Basic Calculator hard

Problem Statement

Evaluate a string expression representing a basic calculator. The expression contains digits, +, -, (, and ). You can assume the given expression is always valid.

Example 1

Input: s = "1 + 1" Output: 2

Example 2

Input: s = " 2-1 + 2 " Output: 3

Steps

This problem requires handling operator precedence and parentheses. We'll use a stack-based approach to solve it:

  1. Initialization: Create two stacks: one for numbers (numStack) and one for operators (opStack). We'll also need a variable sign to track the current sign (+1 or -1).

  2. Iteration: Iterate through the input string s:

    • Whitespace: Ignore whitespace characters.
    • Digit: Read consecutive digits to form a number and push it onto numStack after multiplying by the current sign.
    • '+' or '-': Push the current number (with the appropriate sign) onto numStack, update the sign, and continue.
    • '(': Push the current sign and the current value of opStack onto their respective stacks and reset the sign to +1. This handles nested parentheses.
    • ')': While the top of opStack is not '(', pop operators and operands, perform calculations and push the result onto numStack. Then, pop the previous sign and opStack value, restoring the context.
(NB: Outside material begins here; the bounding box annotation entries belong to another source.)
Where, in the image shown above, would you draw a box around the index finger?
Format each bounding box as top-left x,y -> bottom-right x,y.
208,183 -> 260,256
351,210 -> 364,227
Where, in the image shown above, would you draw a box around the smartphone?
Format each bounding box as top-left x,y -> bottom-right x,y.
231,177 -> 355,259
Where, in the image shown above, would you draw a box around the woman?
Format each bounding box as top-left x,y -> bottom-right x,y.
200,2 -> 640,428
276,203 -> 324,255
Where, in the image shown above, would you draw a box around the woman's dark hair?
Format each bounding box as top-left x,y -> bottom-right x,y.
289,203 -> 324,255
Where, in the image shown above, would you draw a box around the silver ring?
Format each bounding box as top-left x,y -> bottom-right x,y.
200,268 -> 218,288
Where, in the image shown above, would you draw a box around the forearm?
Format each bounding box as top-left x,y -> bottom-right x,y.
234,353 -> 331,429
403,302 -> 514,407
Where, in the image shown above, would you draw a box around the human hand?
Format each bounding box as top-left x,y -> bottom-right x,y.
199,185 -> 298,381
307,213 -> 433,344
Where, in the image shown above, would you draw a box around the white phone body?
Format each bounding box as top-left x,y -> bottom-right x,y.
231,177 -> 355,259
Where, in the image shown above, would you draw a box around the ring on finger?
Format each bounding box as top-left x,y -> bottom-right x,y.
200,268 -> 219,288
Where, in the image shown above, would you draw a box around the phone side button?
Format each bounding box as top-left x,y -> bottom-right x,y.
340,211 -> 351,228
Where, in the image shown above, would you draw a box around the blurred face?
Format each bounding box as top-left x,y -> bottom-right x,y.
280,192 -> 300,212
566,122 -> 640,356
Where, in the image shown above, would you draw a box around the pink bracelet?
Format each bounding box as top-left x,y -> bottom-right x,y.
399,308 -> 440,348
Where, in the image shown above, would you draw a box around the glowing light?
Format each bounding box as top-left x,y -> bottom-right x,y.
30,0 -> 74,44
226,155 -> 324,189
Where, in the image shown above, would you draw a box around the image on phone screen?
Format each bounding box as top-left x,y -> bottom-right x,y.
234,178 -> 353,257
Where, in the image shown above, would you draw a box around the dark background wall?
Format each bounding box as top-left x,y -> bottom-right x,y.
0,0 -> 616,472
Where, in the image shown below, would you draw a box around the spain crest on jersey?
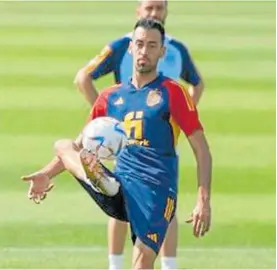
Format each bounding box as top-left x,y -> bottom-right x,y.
146,89 -> 162,107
  3. Final Calculation: After processing the entire string, perform any remaining operations on the stacks.

Explanation

The stack-based approach simulates the order of operations. The opStack stores pending operations, and parentheses are handled by pushing and popping the state of the stack, ensuring correct precedence. The sign variable efficiently handles the positive or negative sign before each number.

Code

function calculate(s: string): number {
    const numStack: number[] = [];
    const opStack: string[] = [];
    let sign: number = 1;
    let num: number = 0;

    for (let i = 0; i < s.length; i++) {
        const char = s[i];

        if (/\d/.test(char)) {
            num = num * 10 + parseInt(char);
        }

        if (!/\d/.test(char) && char !== ' ' || i === s.length -1) {
            numStack.push(num * sign);
            num = 0;
            sign = 1;
        }

        if (char === '+') {
            
        } else if (char === '-') {
            sign = -1;
        } else if (char === '(') {
            opStack.push(String(sign));
            opStack.push('(');
            sign = 1;
        } else if (char === ')') {
            while (opStack.length > 0 && opStack[opStack.length - 1] !== '(') {
                const op = opStack.pop();
                const num2 = numStack.pop();
                const num1 = numStack.pop();
                numStack.push(op === '+' ? num1 + num2 : num1 - num2);
            }
            opStack.pop(); // Pop the '('
            if(opStack.length > 0){
                sign = parseInt(opStack.pop())
            }
        }
    }

    return numStack.reduce((sum, num) => sum + num, 0);
}

Complexity

  • Time Complexity: O(n), where n is the length of the input string. We iterate through the string once.
  • Space Complexity: O(n) in the worst case, as the stacks can grow up to the size of the input string (e.g., deeply nested parentheses). In the average case, it will be less than O(n).